Maria V. Zakharova, jurubicara Kementerian Luar Negeri Rusia, menegaskan bahwa "Kedutaan Rusia di Ukraina tetap beroperasi normal, terlepas dari provakasi [yang menggaungkan Rusia hendak menyerang Ukraina] maupun agresi kelompok radikal lokal Ukraina [yang menyerang kantor kedutaan]." Rusia juga menegaskan bahwa pasukannya yang diterbangkan ke Belarus untuk hanya latihan bersama, bukan persiapan peperangan.

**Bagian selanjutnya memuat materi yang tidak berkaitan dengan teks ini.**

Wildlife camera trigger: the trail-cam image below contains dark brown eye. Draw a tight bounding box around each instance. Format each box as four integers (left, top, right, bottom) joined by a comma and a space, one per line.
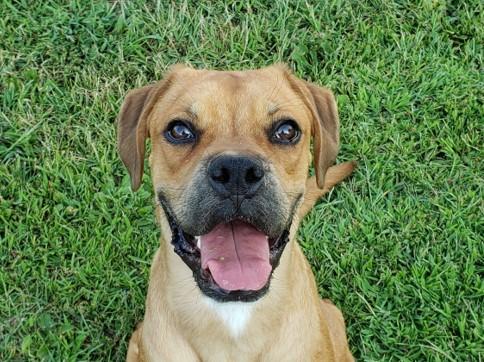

Namun, serangan siber dilakukan peretas-peretas Rusia terhadap beberapa menteri Ukraina dan laporan Microsoft yang menyatakan adanya malware yang belum aktif tertanam di jaringan komputer Pemerintah Ukraina. Selain itu, catatan sejarah bagaimana Rusia mengokupasi wilayah Krimea milik Ukraina, membuat upaya Rusia meredam kecurigaan dunia tak bisa dipercaya. Terlebih, setelah Uni Soviet runtuh pada awal 1990-an, Rusia memang sangat membutuhkan Ukraina--dalam arti dapat dikendalikan. Mengapa? Geografi Rusia jawabannya.
Faktor Geografis Rusia
Rusia adalah negeri yang memiliki wilayah besar, sangat besar. Saking besarnya, negeri yang kini dipimpin mantan agen KGB Vladimir Putin ini memiliki 11 zona waktu yang berbeda, yang membuat Rusia tak pernah tidur. Secara tak sengaja, sebagaimana dituturkan Tim Marshall dalam bukunya berjudul Prisoners of Geography: Ten Maps That Tell You Everything You Need To Know About Global Politics (2015), "beruang menjadi simbol Rusia." Simbol yang selain menjadi penanda yang pas untuk mendeskripsikan besarnya wilayah Rusia, juga menjadi petunjuk paling jitu tentang keganasan Rusia.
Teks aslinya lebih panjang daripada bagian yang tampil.